Anti-apartheid icon Suzman dies
Helen Suzman, a celebrated South African MP and anti-apartheid campaigner, has died at the age of 91.
Ms Suzman, a member of parliament first for the United Party and later the liberal Progressive Party, was an outspoken critic of apartheid.
For 13 years, Suzman, the daughter of Lithuanian Jews, was the only MP to openly condemn South Africa's whites-only apartheid regime.
She was made an honorary dame by the Queen in 1989.
She was also twice-nominated for the Nobel Peace Prize.
The former MP, who had been in a frail condition recently, died at her home in Johannesburg early on Thursday.
Ms Suzman, who first entered the South African parliament in 1953, was a thorn in the side of the apartheid regime, says the BBC's Peter Biles, in Johannesburg.
She was a frequent visitor of jailed African National Congress (ANC) leader Nelson Mandela when he was held on Robben Island prison for 18 years.

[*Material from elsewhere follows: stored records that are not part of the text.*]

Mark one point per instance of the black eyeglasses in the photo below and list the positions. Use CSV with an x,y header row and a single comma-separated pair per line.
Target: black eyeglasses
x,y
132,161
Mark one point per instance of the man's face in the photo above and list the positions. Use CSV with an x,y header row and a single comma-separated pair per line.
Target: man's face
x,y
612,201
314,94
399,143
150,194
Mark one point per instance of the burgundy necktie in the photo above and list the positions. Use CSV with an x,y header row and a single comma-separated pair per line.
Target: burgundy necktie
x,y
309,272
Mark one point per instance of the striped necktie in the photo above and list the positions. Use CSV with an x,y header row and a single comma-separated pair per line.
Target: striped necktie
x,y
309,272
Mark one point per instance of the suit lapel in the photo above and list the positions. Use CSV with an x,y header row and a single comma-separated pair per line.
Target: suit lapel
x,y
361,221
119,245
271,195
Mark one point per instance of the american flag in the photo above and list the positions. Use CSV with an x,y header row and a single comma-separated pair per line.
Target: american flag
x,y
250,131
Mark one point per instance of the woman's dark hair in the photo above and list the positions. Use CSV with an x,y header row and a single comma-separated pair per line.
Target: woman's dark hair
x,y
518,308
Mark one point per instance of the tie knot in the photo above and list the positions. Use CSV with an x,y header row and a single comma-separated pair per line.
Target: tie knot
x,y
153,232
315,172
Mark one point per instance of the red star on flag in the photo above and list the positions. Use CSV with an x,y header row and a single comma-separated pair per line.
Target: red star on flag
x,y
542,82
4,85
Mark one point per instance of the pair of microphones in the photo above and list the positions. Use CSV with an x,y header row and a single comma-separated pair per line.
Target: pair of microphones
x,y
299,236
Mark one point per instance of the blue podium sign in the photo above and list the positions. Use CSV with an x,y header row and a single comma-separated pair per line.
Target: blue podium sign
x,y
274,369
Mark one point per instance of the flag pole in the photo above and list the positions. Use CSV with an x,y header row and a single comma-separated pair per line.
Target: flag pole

Ms Suzman was a vocal critic of apartheid
Despite her condition, Ms Suzman, who stepped down from parliament in 1989, continued to speak out against what she saw as the failings of South Africa's post-apartheid ANC administration.
Ms Suzman was born in Germiston, Gauteng, on 7 November 1917 to Jewish Lithuanian immigrants.
In 1937, at the age of 19, she married doctor Moses Meyer Suzman. The couple later had two daughters.
Suzman received honorary doctorates from leading universities across the globe, including Oxford, Cambridge, Columbia (New York), Harvard, Witwatersrand and Cape Town. She was also awarded an honorary Fellowship of the London School of Economics (LSE).
Mr Mandela wrote of her in his biography: "It was an odd and wonderful sight to see this courageous woman peering into our cells and strolling around our courtyard. She was the first and only woman ever to grace our cells."